I've spent the last three days taking temperatures, going to doctor's appointments, picking up medicine, pushing fluids and making comfortable.

I'm perfectly healthy; I'm doing this for my husband and son, who have H1N1 and are really suffering with it. I'm happy to be well enough to run things and, hopefully, speed the family to recovery.

Not so long ago, they and other family members were helping me out as I worked my way through 14 months of treatment for breast cancer, which was aggressive because I'm young.

I'm still in the middle of reconstruction, so surgeries aren't over, and checks to make sure nothing comes back are permanently on my calendar. I can't rule out more treatments, but I'm hoping/praying/assuming we won't have to go there. But if we do, we will.

So, for now, I'm looking at a long, happy future with my husband and son. Even though the house is sick now, I know the clouds will part and we'll move on to the fun stuff again.

It's easy when you're in the middle part of life to let work and raising kids and bills and worries suck too much energy.

My happy ending is to not let this happen to me or my family.

I want to find the balance between planning for a long future and enjoying the hell out of today. I want to learn to live with the fear that I might already know what will kill me without waiting for the other shoe to drop, because maybe it never will.
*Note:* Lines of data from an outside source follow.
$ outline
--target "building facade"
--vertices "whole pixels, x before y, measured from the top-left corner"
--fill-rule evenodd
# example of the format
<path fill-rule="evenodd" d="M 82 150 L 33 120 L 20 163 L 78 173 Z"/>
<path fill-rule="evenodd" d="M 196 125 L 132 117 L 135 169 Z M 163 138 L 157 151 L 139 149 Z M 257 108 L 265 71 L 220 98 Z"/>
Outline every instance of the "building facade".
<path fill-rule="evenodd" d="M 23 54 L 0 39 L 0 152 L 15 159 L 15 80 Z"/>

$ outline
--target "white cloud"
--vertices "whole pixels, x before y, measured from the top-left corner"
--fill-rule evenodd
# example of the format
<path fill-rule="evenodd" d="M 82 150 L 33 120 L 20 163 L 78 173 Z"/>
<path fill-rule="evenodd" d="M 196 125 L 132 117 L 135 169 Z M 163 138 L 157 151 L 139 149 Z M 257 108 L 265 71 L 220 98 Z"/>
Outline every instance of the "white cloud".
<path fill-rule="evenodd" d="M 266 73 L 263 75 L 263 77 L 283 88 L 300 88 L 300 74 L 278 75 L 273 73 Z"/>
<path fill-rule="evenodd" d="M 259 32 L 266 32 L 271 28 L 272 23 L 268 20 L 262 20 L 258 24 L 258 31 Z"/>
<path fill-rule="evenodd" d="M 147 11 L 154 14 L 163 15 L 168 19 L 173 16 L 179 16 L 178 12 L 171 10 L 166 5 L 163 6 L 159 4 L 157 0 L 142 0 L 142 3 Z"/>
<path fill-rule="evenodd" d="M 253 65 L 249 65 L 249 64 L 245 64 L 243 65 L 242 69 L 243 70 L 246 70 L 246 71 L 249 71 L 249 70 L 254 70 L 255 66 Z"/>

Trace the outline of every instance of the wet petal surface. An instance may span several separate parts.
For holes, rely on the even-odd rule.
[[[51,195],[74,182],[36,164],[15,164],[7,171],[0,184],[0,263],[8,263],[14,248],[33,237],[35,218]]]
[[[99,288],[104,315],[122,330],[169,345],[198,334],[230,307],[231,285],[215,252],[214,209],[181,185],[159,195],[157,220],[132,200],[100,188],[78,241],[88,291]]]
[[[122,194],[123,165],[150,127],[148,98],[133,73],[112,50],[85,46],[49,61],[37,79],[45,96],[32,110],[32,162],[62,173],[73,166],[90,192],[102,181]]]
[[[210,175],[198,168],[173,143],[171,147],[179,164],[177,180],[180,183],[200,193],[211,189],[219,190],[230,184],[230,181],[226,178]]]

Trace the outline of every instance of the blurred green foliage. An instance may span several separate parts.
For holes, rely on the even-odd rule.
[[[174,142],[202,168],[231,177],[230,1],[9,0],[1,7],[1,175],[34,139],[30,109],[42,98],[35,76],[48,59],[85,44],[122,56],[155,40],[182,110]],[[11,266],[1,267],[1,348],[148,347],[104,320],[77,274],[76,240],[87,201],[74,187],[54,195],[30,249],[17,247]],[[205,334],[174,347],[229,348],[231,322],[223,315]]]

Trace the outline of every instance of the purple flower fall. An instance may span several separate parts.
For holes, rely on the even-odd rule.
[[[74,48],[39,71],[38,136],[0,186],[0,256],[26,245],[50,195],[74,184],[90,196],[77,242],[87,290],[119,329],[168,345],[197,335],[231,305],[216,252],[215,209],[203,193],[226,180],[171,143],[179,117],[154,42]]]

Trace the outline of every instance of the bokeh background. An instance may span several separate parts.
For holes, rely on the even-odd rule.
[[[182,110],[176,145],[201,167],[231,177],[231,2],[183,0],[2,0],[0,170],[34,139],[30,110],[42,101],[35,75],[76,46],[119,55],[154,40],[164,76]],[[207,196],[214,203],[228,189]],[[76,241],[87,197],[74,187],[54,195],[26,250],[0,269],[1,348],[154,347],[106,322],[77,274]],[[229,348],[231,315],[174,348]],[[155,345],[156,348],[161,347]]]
I don't want to lose too much of my life to worry, and I want to teach my son that, too. This will be tough because I'm a worrier, and I've actually been given something to really worry about.

At the same time, I want to be prepared to act if I have to. For me, that means having a cancer follow-up plan that I can trust. I don't have that yet, but I'm working on it. They don't teach you how to do this in college, but I know enough to know what I need so I will ask until I get it. I want to teach my son that too--to be prepared and look out for yourself.

I will count myself the happiest woman in the world if I get to help my family through their illnesses, share in the countless good times I know we will have and figure out how to skate the space between now and forever, because I want them both.